For many college students, pursuing undergraduate research is a way to prepare for a career, make professional connections or set the stage for future graduate work. For Winona State University spring 2014 graduate Maria Noterman, undergraduate research is a personal passion.
Growing up in small town Adams, Minn., Noterman was acutely aware there was something special about her family. Her younger brother William, or “Willie” as they call him, was the only child in the area with Down syndrome. Willy also has autism and oppositional defiance disorder.
“There weren’t many special education programs available, and it was difficult to find support for him,” she said. “A place for him to fit in and to have access to the resources he needed.”
When Noterman left home to attend school at Winona State, she originally intended to enter WSU’s well-known nursing program, but thoughts of Willie and the challenges he faced inspired her to look deeper.
“I have always been interested in the neurological abnormalities of disease and how medical treatments can help alleviate these problems,” Noterman said. “My research involves looking at the connections in the brain and seeing how they’re different in individuals with Down syndrome and neurodegenerative disorders such as Alzheimer’s disease. In the future I’d also like to look at psychiatric disorders like autism to assess what’s going on, what could be fixed or improved.”
Noterman graduates from WSU with a degree in biochemistry and a minor in psychology. She plans to attend the University of Iowa: Carver College of Medicine and will enter the biosciences program to earn her Ph.D.
Noterman is grateful that she received an education that will make her more competitive in her future career. She believes that Winona State helped her achieve her educational goals.

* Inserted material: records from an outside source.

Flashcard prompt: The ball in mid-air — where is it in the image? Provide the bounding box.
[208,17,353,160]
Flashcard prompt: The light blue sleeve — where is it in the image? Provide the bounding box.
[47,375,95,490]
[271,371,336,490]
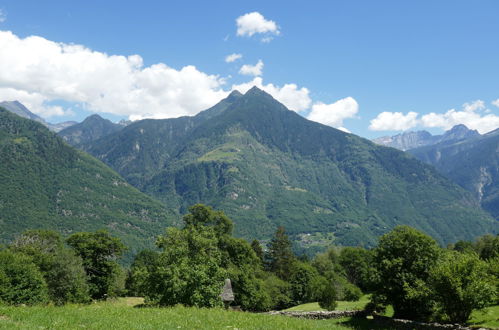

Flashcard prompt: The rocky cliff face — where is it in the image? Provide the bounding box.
[372,125,480,151]
[0,101,77,132]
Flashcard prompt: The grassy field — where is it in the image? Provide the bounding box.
[0,298,356,329]
[0,296,499,330]
[286,296,369,312]
[287,296,499,329]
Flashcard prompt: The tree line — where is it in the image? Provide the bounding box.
[0,204,499,323]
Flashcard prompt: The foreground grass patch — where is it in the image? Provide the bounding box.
[286,295,369,312]
[0,300,349,329]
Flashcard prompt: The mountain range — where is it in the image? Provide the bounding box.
[409,129,499,219]
[372,124,480,151]
[58,114,125,146]
[0,108,176,256]
[0,101,77,132]
[0,88,497,250]
[79,88,496,246]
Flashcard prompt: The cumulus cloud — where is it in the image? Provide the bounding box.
[421,100,499,134]
[236,11,280,42]
[225,53,243,63]
[232,77,312,111]
[307,96,359,132]
[0,31,227,119]
[369,111,418,131]
[239,60,263,76]
[369,100,499,134]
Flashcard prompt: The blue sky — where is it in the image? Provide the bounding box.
[0,0,499,138]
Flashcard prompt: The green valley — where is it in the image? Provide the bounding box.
[0,108,176,255]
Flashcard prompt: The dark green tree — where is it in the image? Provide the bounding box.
[0,250,49,305]
[475,234,499,260]
[10,230,90,305]
[265,226,296,280]
[429,252,497,323]
[146,204,229,307]
[289,261,320,305]
[146,227,226,307]
[126,249,159,297]
[338,247,373,291]
[374,226,440,320]
[251,239,264,264]
[66,230,125,299]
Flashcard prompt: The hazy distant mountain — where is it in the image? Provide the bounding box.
[82,88,495,246]
[372,125,480,151]
[49,121,78,133]
[58,114,124,146]
[0,101,77,132]
[0,108,175,260]
[409,129,499,219]
[0,101,48,126]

“WSU has many opportunities for students to design and carry out their own research projects. This gave me a jump-start on my research experience to help me to get summer internships and eventually into graduate school,” she said.
Willie is now 16 years old and a resident at the Chileda Institute in La Crosse, Wis., a nationally recognized program for youth with cognitive challenges and exceptional needs.
Noterman hopes the research she’s pursuing will one day lead to breakthroughs that will help improve the lives of people like her younger brother.
“He’s in a good place and he’s doing well, but he deserves the best. He deserves to lead a happy, full life,” said Noterman.